After Ford's (NYSE: F ) solid third-quarter report last week the pressure was on crosstown rival General Motors (NYSE: GM ) to deliver strong results as well -- and it did. General Motors' revenue increased 4% to $39 billion and it earned $2.6 billion in the third quarter on an adjusted pre-tax basis. Its pre-tax earnings per share checked in at $0.96, topping Wall Street estimates of $0.93 per share. Global deliveries and market share increased, as well as adjusted automotive free cash flow -- showing strength in General Motors' overall business.
While the overall numbers are solid, there are two key factors investors should be excited about: North America margins and narrowed losses in Europe.
Margin trending higher
Ford has essentially set the benchmark in North America for margins. The folks at the Blue Oval have cut capacity, consolidated platforms, and improved operating efficiency enough to consistently produce margins above 10%. General Motors is behind Ford in those results, but it's improving fast.
It's General Motors' goal to have its North America margins consistently check in at 10% by mid-decade. Further, General Motors is aiming for its 10% margins to be achievable even during a mid-auto cycle, which would entail vehicle sales at a SAAR, or seasonally adjusted annual rate, of about 15 million.
Indeed, 10% margins during a historically mediocre sales pace is a great goal for General Motors and its investors; however, what's even better is that its operations in North America can break even at a SAAR of between 10.5 million and 11 million units. The following SAAR graph shows that such a slow pace happens very rarely:
This means that currently General Motors, as well as Ford, won't be posting insane amounts of losses like we've seen in the past. That's a comforting thought for cautious investors who witnessed Ford lose over $30 billion between 2006 and 2008 and also watched General Motors file for bankruptcy in 2009. General Motors is likely to see ups and downs in its margins sequentially, but investors should still expect improvements in year-over-year comparisons.
Narrowed European losses
Ford and General Motors have posted billions in losses over the last couple years in Europe. It's been the single largest drag on both automakers' stock prices, and remains one of the fastest ways for the two companies to quickly improve their earnings per share -- simply by breaking even in the region.
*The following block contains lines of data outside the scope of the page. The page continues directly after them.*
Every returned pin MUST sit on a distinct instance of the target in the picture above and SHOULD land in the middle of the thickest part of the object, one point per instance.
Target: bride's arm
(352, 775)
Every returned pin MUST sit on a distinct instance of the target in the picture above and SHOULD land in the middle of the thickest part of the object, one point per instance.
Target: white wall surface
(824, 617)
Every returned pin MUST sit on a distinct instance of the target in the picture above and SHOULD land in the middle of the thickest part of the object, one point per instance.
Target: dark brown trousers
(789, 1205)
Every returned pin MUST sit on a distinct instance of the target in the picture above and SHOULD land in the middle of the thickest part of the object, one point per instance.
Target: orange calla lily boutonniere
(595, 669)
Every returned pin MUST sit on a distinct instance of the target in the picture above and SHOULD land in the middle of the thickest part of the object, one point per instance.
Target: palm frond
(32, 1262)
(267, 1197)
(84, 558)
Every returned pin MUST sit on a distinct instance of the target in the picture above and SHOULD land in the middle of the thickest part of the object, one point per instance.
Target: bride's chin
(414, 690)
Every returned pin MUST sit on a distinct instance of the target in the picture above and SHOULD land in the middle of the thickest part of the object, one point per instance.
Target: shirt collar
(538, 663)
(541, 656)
In General Motors' third quarter it posted a loss in Europe of $214 million, a large improvement over its $487 million loss last year.
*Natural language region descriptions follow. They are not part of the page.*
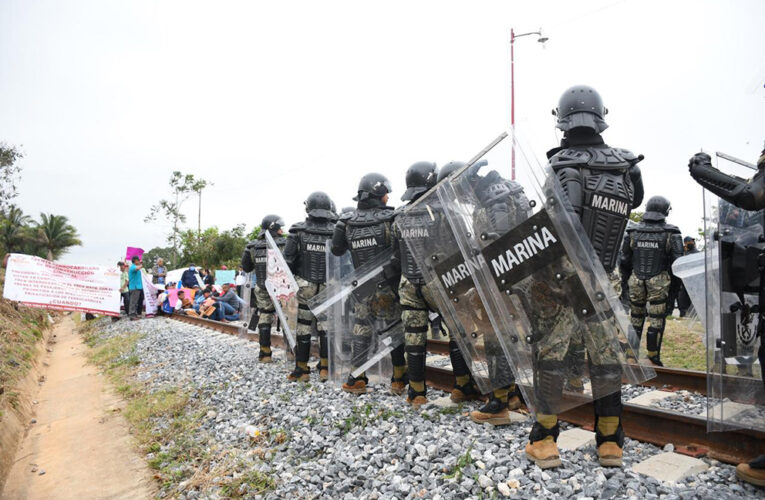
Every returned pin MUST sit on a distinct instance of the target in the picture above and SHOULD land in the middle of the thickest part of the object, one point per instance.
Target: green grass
(21, 330)
(462, 462)
(363, 415)
(682, 346)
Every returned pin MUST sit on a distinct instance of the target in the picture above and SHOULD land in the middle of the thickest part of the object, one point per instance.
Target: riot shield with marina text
(282, 288)
(363, 319)
(550, 302)
(732, 251)
(425, 230)
(248, 306)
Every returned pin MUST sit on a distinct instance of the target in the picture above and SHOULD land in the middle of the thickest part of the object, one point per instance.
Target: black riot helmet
(449, 168)
(319, 205)
(373, 185)
(657, 209)
(581, 106)
(272, 223)
(420, 177)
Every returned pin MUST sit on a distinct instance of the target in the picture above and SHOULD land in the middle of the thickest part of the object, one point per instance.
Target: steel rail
(687, 433)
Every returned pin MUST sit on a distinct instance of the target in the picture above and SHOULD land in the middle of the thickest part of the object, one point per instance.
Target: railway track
(688, 433)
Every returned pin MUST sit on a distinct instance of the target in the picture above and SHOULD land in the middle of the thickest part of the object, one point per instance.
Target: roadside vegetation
(21, 328)
(167, 425)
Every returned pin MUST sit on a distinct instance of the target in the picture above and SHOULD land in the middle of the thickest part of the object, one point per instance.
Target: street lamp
(513, 36)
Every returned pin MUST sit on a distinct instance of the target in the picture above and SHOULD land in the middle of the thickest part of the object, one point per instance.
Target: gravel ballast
(317, 442)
In fact, losses have been much better than analysts expected: Through the first three quarters of 2013, General Motors' losses in Europe barely exceeded its losses from last year's third quarter alone. General Motors could see some additional expenses from its restructuring in Europe start as early as next quarter, but the overall trend is definitely improving, and slightly faster than expected.
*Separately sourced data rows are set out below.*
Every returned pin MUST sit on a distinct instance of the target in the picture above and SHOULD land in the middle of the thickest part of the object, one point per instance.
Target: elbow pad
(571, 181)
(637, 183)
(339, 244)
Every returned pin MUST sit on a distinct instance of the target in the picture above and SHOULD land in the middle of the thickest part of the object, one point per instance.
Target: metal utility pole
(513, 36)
General Motors has made solid strides this year in improving its vehicle quality and plans to refresh, redesign, or replace 90% of its vehicles by 2016 -- a move desperately needed to shore up the industry's oldest vehicle portfolio. As it continues to improve its balance sheet, look for other credit rating agencies to follow Moody's recent trend and bump General Motors up to investment grade. Make no mistake, General Motors still has a lot of work to do, especially in repairing its damaged brand image; but, as it turns its organization around, it represents a compelling investment while auto sales continue to rebound.